Re: are there lots of URLs that have non-UTF-8 percent-encoded octets in them?

<janssen@parc.xerox.com> wrote:

> we're looking at the behavior of urllib.unquote(), which is
> a function to take a string containing percent-escaped octets,
> unescape it, and return the result.

Nice rathole.  Assuming all % introduce two hex. digits what
you end up is clearly a string of octets.  

If it ever was an URI, the output is likely not an URI.  So far 
no surprise, URIs are a proper subset of ASCII with a strict
syntax, non-ASCII octets immediately kill that.

The output might be an IRI.  Also no surprise, all valid IRIs
can be transformed into URIs, and where that happened it can
be inverted. 

For an UTF-8 IRI you'd expect that the "random octets" boil
down to valid UTF-8.  You could verify that.  Of course UTF-8
IRIs are always UTF-8 strings (the opposite is not true).

But it starts to get very bad when you have a perfect URI,
and end up with a garbage octet string that is anything but 
no valid IRI after percent-decoding the input URI.

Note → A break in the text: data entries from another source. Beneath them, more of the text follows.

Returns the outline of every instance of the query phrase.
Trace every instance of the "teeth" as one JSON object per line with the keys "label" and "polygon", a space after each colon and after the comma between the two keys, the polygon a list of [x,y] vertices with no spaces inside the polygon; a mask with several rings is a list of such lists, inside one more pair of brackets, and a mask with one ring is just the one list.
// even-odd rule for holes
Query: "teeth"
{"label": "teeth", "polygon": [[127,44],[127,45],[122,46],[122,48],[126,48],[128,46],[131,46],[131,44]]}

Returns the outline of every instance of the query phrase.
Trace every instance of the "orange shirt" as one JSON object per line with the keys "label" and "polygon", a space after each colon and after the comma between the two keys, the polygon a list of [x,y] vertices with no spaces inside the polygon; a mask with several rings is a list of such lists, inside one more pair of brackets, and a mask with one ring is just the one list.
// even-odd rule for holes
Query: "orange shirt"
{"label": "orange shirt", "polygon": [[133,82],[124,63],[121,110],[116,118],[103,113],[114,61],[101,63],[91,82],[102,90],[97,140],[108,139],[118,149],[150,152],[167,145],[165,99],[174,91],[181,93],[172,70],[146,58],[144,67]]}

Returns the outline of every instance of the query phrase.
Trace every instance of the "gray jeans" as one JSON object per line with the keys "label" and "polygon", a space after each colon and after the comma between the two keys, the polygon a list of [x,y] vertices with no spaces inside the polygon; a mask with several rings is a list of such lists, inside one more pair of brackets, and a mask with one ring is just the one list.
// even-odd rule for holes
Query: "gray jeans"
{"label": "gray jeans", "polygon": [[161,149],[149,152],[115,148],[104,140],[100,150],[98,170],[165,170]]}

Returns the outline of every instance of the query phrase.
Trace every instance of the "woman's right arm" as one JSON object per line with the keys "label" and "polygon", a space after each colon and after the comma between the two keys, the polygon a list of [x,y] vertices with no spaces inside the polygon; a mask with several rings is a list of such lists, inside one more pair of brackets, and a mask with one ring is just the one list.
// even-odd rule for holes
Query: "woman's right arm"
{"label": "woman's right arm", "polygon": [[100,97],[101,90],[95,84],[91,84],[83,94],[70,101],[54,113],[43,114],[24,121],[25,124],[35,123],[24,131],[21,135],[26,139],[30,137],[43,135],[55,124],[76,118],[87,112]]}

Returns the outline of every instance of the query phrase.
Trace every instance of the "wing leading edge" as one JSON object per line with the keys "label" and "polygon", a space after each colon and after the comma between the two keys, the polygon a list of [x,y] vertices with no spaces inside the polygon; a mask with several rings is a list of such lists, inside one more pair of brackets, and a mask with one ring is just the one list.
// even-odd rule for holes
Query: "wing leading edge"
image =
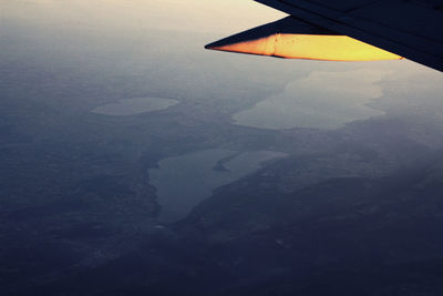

It can get worse, a perfectly valid URI, decoded, resulting
in a *syntactically* valid IRI or URI, but the decoded form
does not work (404 is a harmless case).

In other words, if you have no compelling reason to "decode"
an URI leave it alone.  Only the server - assuming it is a
http URI - knows what if anything should be decoded, and how
often.  There can be %25xx double encodings.  I've not yet
seen any "treble encoding", but double encodings exist.  And
double encodings where you MUST NOT decode twice also exist,
same idea as single encodings where you MUST NOT decode once.

 Frank

Received on Wednesday, 13 August 2008 01:16:06 UTC